Wimmer erfreut über SPÖ-Erfolg: Kinderkostenstudie endlich in Auftrag gegeben

SPÖ-Familiensprecherin begrüßt Einlenken der Regierung nach jahrelangem Druck der SPÖ

-Eine jahrelange Forderung der SPÖ wurde im gestrigen Familienausschuss beschlossen: die Erstellung einer neuen Kinderkostenstudie. „Das war überfällig. Die aktuellen Regelbedarfssätze basieren auf der Kinderkostenstudie aus dem Jahr 1964. Seitdem haben sich die Lebensrealitäten von Kindern und Jugendlichen enorm verändert. Zum Beispiel hat das Homeschooling gezeigt, dass elektronische Geräte wie Laptops im Schulalltag nicht mehr wegzudenken sind. Das war im Jahr 1964 reine Utopie“, erklärt SPÖ-Familiensprecherin Petra Wimmer. Die Regelbedarfssätze würden eine große Rolle im Unterhaltsrecht oder bei der Familienförderung spielen. Daher sei eine Anpassung ein wichtiger Schritt gegen Kinderarmut, ergänzt die Welser Nationalrätin.

Im Hinblick auf die Erstellung der Kinderkostenstudie fordert die SPÖ die Einbeziehung der Betroffenen, also Kinder und Jugendlichen, zum Beispiel in Form der Bundesjugendvertretung. „Es ist wichtig, dass auch die Betroffenen zu Wort kommen. Kinder und Jugendliche sollen die Möglichkeit bekommen, an der Kinderkostenstudie direkt mitzuwirken“, fordert Petra Wimmer.

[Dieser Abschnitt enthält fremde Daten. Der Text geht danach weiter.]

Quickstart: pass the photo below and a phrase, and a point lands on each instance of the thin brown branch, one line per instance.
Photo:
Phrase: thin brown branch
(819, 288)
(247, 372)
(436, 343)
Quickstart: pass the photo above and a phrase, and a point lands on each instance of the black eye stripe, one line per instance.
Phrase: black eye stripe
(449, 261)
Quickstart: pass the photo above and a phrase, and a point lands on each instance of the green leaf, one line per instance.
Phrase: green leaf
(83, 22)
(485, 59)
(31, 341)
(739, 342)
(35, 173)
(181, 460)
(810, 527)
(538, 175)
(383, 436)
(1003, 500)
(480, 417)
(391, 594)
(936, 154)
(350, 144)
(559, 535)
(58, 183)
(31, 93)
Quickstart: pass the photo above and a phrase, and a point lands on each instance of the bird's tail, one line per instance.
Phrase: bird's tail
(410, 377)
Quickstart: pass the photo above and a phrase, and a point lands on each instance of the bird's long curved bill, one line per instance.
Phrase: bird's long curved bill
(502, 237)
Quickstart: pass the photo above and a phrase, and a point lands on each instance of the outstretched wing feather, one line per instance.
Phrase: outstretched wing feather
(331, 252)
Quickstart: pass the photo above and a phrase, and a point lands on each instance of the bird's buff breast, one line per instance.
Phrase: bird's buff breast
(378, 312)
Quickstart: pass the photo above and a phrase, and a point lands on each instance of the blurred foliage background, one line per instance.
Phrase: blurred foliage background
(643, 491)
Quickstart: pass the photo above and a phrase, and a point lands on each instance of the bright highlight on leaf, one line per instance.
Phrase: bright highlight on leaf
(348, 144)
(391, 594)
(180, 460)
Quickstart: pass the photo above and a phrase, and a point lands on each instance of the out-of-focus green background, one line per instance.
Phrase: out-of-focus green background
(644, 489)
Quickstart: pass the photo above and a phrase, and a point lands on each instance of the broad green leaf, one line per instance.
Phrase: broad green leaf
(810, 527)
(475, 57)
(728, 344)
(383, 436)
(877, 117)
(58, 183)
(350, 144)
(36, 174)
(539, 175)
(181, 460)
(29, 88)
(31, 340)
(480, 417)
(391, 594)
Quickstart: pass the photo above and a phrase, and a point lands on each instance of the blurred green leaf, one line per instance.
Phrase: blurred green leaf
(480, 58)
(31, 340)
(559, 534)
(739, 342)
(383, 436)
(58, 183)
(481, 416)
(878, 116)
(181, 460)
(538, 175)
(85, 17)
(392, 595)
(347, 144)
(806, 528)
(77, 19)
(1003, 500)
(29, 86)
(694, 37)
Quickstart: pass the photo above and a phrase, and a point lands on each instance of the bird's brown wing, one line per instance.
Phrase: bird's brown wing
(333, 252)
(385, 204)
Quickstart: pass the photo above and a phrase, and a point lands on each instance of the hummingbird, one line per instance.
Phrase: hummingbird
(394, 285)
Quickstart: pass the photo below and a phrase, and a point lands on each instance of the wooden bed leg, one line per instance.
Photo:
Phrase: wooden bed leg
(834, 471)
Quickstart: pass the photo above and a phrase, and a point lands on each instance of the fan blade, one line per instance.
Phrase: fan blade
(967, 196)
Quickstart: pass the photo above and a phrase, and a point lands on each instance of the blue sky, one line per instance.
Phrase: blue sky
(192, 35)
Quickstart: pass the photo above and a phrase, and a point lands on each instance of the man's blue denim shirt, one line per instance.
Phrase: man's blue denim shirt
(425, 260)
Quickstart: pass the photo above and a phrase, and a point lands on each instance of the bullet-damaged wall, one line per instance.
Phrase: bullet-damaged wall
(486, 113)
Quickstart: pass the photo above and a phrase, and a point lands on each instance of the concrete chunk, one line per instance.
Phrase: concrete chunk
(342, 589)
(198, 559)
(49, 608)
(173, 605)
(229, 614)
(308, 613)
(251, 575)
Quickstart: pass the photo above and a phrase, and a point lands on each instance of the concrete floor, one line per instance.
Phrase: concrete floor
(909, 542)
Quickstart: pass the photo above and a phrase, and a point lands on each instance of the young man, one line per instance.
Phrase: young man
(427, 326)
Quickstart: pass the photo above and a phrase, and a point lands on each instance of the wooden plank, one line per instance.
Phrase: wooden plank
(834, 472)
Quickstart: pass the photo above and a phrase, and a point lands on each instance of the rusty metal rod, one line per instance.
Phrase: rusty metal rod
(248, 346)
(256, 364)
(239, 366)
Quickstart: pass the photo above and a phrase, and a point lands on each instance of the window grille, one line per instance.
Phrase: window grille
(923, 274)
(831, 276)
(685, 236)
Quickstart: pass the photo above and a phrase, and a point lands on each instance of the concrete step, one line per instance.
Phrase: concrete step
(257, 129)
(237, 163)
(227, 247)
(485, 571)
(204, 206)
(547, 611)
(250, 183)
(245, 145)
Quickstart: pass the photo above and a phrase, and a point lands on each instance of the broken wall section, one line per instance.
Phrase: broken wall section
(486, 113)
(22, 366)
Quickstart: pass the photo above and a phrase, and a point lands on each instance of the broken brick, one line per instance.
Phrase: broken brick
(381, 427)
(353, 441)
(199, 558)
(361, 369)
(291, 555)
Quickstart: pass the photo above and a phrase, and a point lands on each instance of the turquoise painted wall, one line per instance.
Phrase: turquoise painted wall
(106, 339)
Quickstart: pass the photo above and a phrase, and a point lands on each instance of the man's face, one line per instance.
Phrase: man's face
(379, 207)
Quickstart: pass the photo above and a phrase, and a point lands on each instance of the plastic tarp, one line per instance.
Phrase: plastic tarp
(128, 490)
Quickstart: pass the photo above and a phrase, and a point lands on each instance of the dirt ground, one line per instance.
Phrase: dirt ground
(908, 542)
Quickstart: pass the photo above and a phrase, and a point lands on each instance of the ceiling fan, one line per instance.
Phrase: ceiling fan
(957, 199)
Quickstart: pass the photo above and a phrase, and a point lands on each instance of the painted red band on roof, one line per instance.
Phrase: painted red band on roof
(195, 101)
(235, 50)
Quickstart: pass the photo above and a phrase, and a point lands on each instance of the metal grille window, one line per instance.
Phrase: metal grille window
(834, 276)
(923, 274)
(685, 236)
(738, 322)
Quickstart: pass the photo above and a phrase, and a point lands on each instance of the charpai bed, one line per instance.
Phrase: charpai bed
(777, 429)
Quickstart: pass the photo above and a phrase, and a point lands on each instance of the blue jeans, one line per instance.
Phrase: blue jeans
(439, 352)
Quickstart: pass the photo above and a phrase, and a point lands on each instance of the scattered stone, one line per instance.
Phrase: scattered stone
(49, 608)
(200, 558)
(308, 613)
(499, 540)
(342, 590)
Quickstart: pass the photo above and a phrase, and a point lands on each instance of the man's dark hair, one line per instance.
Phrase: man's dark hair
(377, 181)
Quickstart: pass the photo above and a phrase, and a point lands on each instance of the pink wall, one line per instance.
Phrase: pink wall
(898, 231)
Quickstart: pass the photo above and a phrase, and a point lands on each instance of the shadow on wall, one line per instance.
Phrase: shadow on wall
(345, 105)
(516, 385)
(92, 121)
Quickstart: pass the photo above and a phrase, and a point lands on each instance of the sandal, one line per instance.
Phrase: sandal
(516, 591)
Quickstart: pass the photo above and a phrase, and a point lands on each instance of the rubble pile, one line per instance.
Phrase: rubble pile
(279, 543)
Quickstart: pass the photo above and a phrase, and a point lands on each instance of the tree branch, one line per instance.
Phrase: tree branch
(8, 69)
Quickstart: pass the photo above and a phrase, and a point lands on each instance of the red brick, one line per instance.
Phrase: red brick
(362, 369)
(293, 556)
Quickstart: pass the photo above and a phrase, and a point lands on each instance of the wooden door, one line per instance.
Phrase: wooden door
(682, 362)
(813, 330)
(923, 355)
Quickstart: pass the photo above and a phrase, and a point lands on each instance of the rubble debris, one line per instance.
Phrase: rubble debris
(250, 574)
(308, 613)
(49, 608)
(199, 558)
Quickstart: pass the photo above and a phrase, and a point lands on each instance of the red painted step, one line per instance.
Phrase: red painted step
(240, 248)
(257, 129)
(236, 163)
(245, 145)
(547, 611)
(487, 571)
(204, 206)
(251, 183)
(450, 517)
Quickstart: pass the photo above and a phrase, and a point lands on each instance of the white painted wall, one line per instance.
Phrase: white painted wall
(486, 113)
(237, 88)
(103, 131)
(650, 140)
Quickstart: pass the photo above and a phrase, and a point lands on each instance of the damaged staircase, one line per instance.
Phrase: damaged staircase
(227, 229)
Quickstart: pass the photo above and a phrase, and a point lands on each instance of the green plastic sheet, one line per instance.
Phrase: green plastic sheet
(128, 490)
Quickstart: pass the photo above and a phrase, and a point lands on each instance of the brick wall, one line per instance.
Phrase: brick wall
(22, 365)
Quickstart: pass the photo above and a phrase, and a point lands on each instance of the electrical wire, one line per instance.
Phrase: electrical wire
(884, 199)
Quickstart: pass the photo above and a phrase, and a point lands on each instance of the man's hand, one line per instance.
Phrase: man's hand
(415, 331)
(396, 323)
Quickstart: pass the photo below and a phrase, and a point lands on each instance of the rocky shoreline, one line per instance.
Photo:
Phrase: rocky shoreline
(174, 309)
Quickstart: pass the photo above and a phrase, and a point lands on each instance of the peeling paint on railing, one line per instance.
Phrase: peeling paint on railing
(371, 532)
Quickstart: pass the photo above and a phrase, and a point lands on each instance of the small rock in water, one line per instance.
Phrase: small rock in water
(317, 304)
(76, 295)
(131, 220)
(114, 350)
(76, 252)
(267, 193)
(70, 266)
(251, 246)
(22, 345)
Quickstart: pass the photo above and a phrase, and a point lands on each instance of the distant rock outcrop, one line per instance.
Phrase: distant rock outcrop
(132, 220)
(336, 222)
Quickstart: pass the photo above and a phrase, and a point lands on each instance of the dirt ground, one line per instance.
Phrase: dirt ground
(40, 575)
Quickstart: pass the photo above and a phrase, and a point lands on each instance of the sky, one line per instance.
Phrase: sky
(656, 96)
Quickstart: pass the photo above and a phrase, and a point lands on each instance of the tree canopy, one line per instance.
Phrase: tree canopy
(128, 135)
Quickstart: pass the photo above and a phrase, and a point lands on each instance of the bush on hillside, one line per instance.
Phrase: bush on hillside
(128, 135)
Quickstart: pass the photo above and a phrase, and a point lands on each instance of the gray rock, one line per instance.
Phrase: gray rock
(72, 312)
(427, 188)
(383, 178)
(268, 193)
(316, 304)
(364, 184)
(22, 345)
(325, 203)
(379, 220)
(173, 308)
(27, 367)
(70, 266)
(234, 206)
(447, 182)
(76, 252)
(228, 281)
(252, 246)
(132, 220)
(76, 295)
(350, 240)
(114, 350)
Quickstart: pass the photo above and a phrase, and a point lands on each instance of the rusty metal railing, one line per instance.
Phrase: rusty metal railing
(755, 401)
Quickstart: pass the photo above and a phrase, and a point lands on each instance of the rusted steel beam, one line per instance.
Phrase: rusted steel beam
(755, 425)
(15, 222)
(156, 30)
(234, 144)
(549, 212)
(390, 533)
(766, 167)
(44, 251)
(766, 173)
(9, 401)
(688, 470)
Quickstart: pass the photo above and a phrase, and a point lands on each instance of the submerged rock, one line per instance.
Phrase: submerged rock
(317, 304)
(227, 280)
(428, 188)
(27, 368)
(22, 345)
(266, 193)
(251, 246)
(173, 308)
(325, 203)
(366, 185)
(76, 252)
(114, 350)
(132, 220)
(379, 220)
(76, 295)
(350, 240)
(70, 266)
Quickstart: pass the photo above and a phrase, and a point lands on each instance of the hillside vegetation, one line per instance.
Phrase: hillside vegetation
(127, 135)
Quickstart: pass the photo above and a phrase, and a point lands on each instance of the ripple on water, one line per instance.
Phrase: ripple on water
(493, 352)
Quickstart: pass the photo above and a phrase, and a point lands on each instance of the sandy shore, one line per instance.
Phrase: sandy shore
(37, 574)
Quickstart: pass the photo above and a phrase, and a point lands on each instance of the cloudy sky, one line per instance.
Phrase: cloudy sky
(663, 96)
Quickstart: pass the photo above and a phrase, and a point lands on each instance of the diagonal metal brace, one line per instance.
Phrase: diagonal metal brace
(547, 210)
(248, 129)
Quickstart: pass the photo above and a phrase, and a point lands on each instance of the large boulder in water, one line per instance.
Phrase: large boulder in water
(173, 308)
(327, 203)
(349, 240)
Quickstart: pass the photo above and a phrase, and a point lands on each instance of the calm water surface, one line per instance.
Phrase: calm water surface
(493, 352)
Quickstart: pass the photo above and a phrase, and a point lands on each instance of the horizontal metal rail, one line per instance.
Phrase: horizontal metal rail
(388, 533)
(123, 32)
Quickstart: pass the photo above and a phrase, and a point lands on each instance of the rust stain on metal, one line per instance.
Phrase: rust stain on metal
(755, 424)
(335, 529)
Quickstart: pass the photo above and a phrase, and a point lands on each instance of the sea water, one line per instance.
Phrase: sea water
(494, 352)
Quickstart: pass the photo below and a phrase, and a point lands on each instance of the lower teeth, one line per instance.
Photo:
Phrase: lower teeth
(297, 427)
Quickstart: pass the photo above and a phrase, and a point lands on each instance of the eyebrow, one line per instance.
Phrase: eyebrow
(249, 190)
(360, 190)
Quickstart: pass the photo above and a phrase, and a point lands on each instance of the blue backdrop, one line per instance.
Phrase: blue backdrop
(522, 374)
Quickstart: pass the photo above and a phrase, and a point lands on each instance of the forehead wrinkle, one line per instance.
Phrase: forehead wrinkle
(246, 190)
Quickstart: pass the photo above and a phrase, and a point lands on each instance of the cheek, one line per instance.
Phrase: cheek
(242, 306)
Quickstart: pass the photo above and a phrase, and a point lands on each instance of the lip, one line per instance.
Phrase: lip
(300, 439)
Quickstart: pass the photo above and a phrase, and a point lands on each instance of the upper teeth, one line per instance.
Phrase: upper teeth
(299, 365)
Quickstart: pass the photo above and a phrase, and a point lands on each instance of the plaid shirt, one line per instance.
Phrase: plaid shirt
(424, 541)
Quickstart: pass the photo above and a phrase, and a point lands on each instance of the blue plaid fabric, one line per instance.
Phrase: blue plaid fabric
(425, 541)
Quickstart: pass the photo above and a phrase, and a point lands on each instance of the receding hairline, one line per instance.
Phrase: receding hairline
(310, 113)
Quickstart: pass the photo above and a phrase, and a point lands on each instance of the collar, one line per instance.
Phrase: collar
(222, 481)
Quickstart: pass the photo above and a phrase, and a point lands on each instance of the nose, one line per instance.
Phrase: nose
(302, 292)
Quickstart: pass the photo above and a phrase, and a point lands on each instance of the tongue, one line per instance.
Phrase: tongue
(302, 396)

Außerdem gehe sie davon aus, dass der für November avisierte Zwischenbericht dem Familienausschuss des Nationalrates präsentiert werde. „Ich bin erfreut, dass die Regierung die Notwendigkeit einer neuen Kinderkostenstudie erkannt hat und eine langjährige SPÖ-Forderung nun umsetzt“, betont die SPÖ-Familiensprecherin abschließend.